Les points de contrôle
Sur le terrain, j'essaie de m'arrêter à temps avant d'éventuels passages critiques, d'être à l'écoute de moi-même et de retrouver mon calme. Je fais ensuite mon check et compare les facteurs qui, selon la théorie, conduisent au risque d'avalanche avec ce que je perçois réellement sur place. Quelle est la quantité réelle de neige fraîche ? D'où vient le vent ? Peut-on observer des avalanches récentes ou des bruits de souffle ? Comment évaluer de manière générale le tassement et la consolidation du manteau neigeux ? Dois-je modifier l'évaluation de base en fonction du rapport sur la situation avalancheuse, puis-je peut-être me permettre de faire plus ou dois-je même être encore plus prudent ? Pour cela, il faut bien sûr de l'expérience, qui ne s'acquiert pas du jour au lendemain à la loterie. Dans la pratique, cette perception devrait se dérouler comme un processus tout à fait naturel, dont on n'a plus besoin de se souvenir. Ce n'est qu'ainsi que l'on devient sûr de reconnaître les facteurs importants et de ne pas passer à côté de signaux d'alarme. Il est également important que ce processus de perception se déroule en continu, car les conditions peuvent changer rapidement et de manière inattendue. Celui qui effectue quelques randonnées avec un guide de montagne expérimenté et se fait expliquer les observations et les corrélations à chaque contrôle, apprendra de nombreuses choses précieuses. Il apprendra peu à peu la stratégie des professionnels. En revanche, si les possibilités d'évaluation me font défaut - ce qui peut d'ailleurs m'arriver, même en tant que professionnel, dans des situations difficiles, par exemple en cas de mauvais temps - je n'applique que la gestion simple des risques de la SnowCard ou de la méthode de réduction élémentaire, sur laquelle je fonde normalement ma propre évaluation locale conformément au contrôle des facteurs et à la méthode des filtres 3x3. Mais si je ne peux m'appuyer que sur les informations du bulletin d'avalanche et de la carte géographique, je dois épaissir mon coussin de sécurité. Je dois alors renoncer plus souvent, mais je cours moins de risques de tomber dans un piège.
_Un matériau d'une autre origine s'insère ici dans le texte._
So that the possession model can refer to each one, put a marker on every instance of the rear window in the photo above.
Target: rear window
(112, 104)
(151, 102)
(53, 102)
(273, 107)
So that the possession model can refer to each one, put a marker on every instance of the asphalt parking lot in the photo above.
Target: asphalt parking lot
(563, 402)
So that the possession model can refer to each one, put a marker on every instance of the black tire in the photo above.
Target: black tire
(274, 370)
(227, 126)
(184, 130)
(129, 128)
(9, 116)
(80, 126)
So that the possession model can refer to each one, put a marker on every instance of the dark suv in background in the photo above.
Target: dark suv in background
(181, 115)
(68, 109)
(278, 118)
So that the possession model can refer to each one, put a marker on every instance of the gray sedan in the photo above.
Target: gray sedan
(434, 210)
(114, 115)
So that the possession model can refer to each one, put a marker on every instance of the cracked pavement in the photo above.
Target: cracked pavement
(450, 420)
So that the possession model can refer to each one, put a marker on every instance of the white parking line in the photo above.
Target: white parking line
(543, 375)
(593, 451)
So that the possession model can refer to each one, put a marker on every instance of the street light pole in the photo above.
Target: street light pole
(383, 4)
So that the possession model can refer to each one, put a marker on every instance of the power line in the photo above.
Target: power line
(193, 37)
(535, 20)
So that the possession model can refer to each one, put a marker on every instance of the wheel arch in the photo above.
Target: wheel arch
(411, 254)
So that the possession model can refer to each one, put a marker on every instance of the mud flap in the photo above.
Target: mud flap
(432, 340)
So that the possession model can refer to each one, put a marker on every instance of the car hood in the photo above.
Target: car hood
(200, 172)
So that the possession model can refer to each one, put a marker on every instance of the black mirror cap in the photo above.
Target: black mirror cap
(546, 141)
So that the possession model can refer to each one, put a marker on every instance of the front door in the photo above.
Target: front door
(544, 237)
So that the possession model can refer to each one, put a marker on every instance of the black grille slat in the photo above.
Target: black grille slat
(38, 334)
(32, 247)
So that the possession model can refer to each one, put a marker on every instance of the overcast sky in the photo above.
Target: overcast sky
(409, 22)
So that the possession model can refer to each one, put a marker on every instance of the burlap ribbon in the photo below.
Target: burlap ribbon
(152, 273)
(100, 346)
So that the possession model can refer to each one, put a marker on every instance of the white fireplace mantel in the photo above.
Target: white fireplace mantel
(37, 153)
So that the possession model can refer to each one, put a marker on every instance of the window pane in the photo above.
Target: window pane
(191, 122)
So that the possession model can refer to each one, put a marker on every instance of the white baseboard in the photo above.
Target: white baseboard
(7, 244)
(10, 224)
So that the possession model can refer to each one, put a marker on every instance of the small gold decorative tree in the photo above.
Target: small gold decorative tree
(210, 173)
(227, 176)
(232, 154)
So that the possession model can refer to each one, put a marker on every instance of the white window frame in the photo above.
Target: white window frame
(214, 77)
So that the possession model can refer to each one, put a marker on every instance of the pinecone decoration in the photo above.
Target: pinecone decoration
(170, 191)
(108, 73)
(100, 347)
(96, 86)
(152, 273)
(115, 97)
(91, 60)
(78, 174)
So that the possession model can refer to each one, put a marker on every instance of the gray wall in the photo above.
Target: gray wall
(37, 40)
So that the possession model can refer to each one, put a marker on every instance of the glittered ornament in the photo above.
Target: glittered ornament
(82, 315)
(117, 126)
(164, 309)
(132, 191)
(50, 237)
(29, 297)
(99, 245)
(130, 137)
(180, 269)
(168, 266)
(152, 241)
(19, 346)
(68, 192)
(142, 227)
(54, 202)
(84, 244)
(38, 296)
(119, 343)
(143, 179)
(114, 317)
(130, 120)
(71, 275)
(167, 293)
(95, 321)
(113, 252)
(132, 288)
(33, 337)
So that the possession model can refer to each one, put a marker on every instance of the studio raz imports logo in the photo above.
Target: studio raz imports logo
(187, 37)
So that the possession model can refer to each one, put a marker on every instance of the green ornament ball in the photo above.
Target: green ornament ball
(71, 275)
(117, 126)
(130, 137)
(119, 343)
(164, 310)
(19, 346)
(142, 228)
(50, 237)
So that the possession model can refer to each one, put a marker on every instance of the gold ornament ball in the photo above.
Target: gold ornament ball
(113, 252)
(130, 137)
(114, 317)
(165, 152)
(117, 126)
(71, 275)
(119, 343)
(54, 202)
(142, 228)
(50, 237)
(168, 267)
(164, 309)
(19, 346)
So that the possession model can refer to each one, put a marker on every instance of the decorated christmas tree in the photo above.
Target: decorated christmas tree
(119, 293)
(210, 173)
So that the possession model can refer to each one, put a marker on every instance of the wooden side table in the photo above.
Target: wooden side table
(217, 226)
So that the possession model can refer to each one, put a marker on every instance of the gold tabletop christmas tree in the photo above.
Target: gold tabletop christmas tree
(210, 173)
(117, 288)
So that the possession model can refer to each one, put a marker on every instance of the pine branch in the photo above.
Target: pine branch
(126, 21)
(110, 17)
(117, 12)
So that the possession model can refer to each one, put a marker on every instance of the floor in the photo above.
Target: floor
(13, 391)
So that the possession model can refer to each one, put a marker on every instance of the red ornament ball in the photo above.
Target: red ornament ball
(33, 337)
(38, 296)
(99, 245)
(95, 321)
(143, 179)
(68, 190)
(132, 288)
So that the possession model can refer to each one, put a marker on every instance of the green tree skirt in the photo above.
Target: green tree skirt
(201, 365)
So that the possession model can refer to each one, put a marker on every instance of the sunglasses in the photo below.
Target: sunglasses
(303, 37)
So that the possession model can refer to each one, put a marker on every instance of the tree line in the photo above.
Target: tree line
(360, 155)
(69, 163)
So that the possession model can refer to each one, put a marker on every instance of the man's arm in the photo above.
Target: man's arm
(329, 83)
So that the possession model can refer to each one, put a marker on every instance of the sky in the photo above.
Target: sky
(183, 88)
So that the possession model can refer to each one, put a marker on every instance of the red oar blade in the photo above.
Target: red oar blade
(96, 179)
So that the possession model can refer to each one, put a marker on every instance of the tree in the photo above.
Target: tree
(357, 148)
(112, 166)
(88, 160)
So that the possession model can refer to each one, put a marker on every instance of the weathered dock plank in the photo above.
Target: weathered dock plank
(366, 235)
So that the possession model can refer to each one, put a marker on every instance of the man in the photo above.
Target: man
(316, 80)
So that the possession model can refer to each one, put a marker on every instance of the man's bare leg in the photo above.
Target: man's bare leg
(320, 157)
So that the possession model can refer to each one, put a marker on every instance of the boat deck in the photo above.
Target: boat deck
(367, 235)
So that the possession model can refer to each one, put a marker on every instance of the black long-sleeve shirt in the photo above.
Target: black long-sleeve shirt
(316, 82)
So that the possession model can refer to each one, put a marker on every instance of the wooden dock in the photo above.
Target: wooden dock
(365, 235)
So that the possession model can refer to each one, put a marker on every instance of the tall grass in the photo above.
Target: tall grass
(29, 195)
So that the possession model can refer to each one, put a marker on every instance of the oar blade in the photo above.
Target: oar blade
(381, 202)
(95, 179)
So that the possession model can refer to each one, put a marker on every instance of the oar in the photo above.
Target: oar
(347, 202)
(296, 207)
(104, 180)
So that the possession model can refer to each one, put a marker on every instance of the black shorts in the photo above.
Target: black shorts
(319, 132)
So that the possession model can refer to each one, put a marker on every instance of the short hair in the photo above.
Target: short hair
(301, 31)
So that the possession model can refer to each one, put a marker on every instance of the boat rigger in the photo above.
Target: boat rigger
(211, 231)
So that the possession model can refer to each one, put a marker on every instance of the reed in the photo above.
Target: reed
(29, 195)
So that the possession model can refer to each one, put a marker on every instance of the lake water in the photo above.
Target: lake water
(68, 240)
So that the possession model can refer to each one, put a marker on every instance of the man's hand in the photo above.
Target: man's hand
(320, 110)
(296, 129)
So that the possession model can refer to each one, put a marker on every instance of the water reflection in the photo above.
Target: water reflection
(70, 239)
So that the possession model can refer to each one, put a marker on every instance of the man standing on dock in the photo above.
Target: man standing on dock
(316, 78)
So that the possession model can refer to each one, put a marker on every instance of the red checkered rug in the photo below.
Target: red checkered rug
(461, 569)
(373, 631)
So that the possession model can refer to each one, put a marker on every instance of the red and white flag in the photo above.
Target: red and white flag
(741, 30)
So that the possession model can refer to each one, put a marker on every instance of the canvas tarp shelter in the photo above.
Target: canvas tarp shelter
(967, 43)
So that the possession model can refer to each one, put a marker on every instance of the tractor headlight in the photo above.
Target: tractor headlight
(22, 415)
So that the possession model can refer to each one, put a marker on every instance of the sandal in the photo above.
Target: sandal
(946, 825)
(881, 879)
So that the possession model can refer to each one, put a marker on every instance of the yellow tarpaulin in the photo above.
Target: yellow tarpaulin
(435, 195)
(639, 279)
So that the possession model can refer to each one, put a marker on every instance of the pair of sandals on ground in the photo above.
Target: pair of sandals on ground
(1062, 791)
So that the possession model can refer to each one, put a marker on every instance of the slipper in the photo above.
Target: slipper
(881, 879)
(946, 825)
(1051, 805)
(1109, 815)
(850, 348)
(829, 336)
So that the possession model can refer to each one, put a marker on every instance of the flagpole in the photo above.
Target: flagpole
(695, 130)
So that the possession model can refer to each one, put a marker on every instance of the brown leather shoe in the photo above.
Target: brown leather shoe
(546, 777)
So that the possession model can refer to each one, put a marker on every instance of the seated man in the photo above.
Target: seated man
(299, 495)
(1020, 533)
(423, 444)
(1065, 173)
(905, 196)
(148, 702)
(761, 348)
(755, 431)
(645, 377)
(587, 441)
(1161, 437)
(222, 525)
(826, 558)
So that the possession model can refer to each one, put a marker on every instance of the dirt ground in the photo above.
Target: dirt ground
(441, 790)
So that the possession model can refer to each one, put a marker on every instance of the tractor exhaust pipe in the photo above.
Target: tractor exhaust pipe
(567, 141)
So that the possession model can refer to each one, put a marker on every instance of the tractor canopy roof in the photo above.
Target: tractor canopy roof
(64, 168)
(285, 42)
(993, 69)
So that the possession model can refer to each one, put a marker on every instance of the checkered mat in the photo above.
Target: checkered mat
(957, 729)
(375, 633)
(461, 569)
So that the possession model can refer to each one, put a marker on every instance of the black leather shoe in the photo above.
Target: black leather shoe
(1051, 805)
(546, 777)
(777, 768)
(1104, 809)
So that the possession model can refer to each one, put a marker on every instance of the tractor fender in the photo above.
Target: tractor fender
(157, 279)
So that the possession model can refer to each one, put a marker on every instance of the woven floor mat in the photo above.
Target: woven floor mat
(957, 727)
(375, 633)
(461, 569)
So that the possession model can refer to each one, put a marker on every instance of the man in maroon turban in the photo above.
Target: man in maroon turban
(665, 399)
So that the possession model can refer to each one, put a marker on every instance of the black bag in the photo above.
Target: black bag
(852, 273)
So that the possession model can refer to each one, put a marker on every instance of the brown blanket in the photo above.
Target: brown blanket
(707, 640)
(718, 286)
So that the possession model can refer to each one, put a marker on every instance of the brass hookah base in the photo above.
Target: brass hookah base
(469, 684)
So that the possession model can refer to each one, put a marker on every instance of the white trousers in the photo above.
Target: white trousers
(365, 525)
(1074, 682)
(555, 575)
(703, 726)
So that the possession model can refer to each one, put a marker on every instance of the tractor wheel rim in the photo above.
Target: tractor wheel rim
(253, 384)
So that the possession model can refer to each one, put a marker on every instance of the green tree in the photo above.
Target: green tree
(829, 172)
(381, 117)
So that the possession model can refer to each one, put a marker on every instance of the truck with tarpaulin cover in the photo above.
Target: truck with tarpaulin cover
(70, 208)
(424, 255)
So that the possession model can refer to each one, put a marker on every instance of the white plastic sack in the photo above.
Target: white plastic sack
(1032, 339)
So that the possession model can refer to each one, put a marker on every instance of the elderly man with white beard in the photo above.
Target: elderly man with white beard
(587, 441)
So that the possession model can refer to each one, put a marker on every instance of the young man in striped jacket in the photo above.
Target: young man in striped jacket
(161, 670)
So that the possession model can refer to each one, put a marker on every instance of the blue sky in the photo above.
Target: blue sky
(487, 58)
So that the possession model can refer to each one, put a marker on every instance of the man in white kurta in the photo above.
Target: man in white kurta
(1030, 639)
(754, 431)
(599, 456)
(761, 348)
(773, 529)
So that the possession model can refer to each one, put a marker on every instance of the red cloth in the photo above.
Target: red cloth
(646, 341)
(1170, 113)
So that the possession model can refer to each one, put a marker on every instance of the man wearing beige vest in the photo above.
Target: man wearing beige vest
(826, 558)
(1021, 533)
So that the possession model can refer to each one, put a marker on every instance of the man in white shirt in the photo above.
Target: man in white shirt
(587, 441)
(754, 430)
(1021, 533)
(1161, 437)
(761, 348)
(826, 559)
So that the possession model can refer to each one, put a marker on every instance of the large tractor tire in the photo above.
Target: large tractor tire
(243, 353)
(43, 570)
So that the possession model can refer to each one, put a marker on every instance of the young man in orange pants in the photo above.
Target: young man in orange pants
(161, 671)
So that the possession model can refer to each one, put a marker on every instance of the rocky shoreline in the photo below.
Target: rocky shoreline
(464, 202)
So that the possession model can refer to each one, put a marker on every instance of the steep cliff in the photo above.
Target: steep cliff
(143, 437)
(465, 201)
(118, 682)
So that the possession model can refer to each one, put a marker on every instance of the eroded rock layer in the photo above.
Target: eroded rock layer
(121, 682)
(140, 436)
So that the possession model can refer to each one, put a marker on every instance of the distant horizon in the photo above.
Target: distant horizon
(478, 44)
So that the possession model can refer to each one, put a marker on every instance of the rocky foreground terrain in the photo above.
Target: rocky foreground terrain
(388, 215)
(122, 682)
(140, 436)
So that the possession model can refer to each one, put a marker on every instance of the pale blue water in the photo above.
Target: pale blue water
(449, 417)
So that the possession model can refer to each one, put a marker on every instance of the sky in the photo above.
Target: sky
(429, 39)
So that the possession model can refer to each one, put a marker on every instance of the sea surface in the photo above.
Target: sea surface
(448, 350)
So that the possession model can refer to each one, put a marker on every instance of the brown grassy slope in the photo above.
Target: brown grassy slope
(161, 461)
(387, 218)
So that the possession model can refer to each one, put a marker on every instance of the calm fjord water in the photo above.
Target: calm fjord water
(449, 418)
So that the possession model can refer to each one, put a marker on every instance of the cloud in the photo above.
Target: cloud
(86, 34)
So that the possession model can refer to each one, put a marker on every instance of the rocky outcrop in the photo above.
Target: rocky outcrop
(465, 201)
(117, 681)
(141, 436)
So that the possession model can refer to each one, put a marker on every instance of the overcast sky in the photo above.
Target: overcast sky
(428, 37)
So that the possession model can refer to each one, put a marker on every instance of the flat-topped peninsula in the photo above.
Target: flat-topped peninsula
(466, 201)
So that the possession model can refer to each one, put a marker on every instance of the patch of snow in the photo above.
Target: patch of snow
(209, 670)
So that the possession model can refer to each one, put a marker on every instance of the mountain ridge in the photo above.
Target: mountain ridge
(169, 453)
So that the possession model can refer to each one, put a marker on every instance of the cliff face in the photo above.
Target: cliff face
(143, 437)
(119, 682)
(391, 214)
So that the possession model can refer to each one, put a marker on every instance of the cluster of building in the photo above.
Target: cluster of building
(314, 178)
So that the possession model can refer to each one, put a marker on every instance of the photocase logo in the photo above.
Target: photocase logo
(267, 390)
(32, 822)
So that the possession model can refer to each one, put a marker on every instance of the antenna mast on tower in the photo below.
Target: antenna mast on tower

Enfin, trois conseils de base pour survivre dans la neige:
Évite les pentes raides avec de la neige soufflée fraîche, surtout s'il fait froid et/ou si la neige est tombée sur un substrat défavorable. Tu reconnais souvent le danger aux dunes ou autres signes de vent dans le manteau neigeux. La neige n'y est plus tout à fait meuble, mais plus ou moins tassée.
Si le bulletin d'avalanches parle d'une mauvaise constitution du manteau neigeux, évite dans tous les cas les pentes raides rarement empruntées dans les expositions mentionnées dans le bulletin - même si le danger d'avalanche ne semble généralement pas très élevé.
Entraîne-toi à observer la nature en permanence et avec vigilance.